A good guess, but incorrect I'm afraid. I almost forgot what it was myself. Try again, I'll give you a small hint. It was in the 70's and the band had a lot of hits!


----------



## oldschool1982 (Jun 27, 2006)

Ch, The Stumbling Pebbles? aka The Rolling Stones?


Here's one.......

"She falls somewhere between Levis 'n' Vogue Magazine........"

Or......


"........We gotta a band we gotta good good band we gotta a good band, we gotta beat we gotta US beat we gotta a good beat........." That one's real obscure.


----------



## oregonyeti (Jun 16, 2007)

izbnso;221992 said:


> For the record, Heart is not a girl band!
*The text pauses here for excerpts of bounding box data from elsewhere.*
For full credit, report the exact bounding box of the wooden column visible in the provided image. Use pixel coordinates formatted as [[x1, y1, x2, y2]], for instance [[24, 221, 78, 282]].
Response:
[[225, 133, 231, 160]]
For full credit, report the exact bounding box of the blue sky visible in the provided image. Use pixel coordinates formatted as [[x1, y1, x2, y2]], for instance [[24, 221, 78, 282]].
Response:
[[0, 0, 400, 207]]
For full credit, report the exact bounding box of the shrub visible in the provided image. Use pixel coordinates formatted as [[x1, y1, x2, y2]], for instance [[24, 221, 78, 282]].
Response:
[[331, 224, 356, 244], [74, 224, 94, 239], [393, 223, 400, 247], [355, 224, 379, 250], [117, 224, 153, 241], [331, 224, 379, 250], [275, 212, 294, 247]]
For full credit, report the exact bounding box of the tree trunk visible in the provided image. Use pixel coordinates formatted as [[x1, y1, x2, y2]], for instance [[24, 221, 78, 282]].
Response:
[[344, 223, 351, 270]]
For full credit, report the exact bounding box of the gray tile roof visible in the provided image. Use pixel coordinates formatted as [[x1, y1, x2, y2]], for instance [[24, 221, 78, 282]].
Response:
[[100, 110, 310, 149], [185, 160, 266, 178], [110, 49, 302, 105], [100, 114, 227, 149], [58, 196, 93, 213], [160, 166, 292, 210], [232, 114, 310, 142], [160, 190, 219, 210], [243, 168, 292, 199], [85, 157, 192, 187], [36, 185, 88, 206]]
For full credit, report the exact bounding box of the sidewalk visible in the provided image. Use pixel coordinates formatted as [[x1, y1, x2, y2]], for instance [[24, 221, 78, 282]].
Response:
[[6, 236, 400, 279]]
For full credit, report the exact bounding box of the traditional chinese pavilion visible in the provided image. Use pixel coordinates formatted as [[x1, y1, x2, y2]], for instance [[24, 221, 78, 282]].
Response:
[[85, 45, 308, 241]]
The Wilson sisters are Rock and Roll goddesses!
> 
> 
> > I won't argue with that


----------



## deltadoc (Aug 15, 2004)

"And 10 thousand dollars I'd give
at the drop of a hat
if our lives could
be just like that".


----------



## deltadoc (Aug 15, 2004)

"The Lone Ranger and Tonto,
Ridin' down the line.
Fixin' everybody's problems,
Everybody's but mine.

Someone must have told 'em,
I was doing fine.

doc


----------



## deltadoc (Aug 15, 2004)

"as Human gods aim for their mark,
make everything from toy guns that spark,
to flesh-colored Christs,
that glow in the dark.

It's easy to see,
without lookin' too far,
that not much,
is really sacred."

doc


----------



## cat man (May 7, 2007)

She was a short order pastry chef
at a dim sum dive on the yangtzee ti-way
She was a student, her father was an engineer
Won't you shed a tear
for my yellow rose
and her bloodstained clothes
She had perfect breasts, she had high hopes
She had almond eyes and yellow thighs
She was a student of philosophy
won't you greive with me
..because she died on tv


----------